U.S. in wrong direction on anti-virus fight, warns Fauci

Fauci

BEIJING, July 28 (Xinhua) -- The United States is heading "in the wrong direction" as the country scrambles to fight a new surge of COVID-19 cases because of the Delta variant and a large number of unvaccinated people, Anthony Fauci, White House chief medical advisor, has warned.

"We are going in the wrong direction," the top infectious disease expert told CNN on Sunday.

According to Fauci, the latest surge in new cases was caused by the highly virulent Delta variant, as well as the large unvaccinated population of the nation.

"It is really a pandemic among the unvaccinated, so this is an issue predominantly among the unvaccinated, which is the reason why we are out there, practically pleading with the unvaccinated people to go out and get vaccinated," said Fauci.

While the United States still has the highest number of confirmed cases, India had surpassed America in terms of new daily cases in the past few weeks. However, as infections started to stagnate in India, the United States again surpassed India's tally of new cases.

According to official data, the United States on Monday reported a staggering seven-day average of 52,000 infections. The figures have pushed America's tally of new daily infections past India's, according to Yahoo News.

A new study also found that the U.S. total number of COVID-19 infections may have been undercounted by as much as 60 percent.

According to a study by researchers at the University of Washington, as many as 65 million Americans may have already been infected.

As of Tuesday, the total confirmed cases of the pandemic surpassed 34.6 million, while the country's death toll amounted to over 611,410, according to data from Johns Hopkins University.

Last week, 48 states have a seven-day average of new cases at least 10 percent higher than the week before. In 34 of those states, the rate of new cases increased by more than 50 percent, said the university.

Meanwhile, Fauci has recently defended the natural origin theory of the novel coronavirus on several occasions.

On July 17, Fauci told CNN that "the most likely explanation is a natural evolution from an animal reservoir to a human."

He had also repeatedly cited a scientific paper that largely dismissed the possibility that the coronavirus escaped from a lab, according to media reports.

According to the weekly magazine Washington Examiner, in the paper, titled "The Origins of SARS-CoV-2: A Critical Review," a group of 20 internationally renowned virologists and evolutionary biologists from all over the world note that theories about a lab leak are almost all based on coincidence, not hard evidence.

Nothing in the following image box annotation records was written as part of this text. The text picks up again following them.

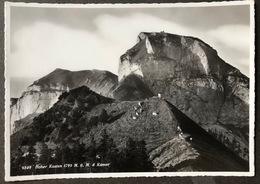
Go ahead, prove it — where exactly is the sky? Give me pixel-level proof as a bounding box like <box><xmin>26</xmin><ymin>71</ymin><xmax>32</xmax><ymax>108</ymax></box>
<box><xmin>6</xmin><ymin>5</ymin><xmax>250</xmax><ymax>97</ymax></box>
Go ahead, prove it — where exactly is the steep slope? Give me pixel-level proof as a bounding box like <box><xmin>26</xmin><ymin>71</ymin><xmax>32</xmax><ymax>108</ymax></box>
<box><xmin>11</xmin><ymin>87</ymin><xmax>248</xmax><ymax>171</ymax></box>
<box><xmin>114</xmin><ymin>32</ymin><xmax>249</xmax><ymax>159</ymax></box>
<box><xmin>10</xmin><ymin>69</ymin><xmax>117</xmax><ymax>133</ymax></box>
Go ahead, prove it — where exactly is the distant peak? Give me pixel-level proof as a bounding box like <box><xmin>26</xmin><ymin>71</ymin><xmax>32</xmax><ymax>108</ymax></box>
<box><xmin>53</xmin><ymin>68</ymin><xmax>70</xmax><ymax>72</ymax></box>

Fauci was recently found to express his belief in natural origin theory of the novel coronavirus in his exchanges of emails with British zoologist Peter Daszak.

According to reports by Buzzfeed, Daszak thanked Fauci in an email on April 18, 2020, for "publicly standing up and stating that the scientific evidence supports a natural origin for COVID-19 from a bat-to-human spillover."

"From my perspective, your comments are brave, and coming from your trusted voice, will help dispel the myths being spun around the virus's origins," Daszak wrote then.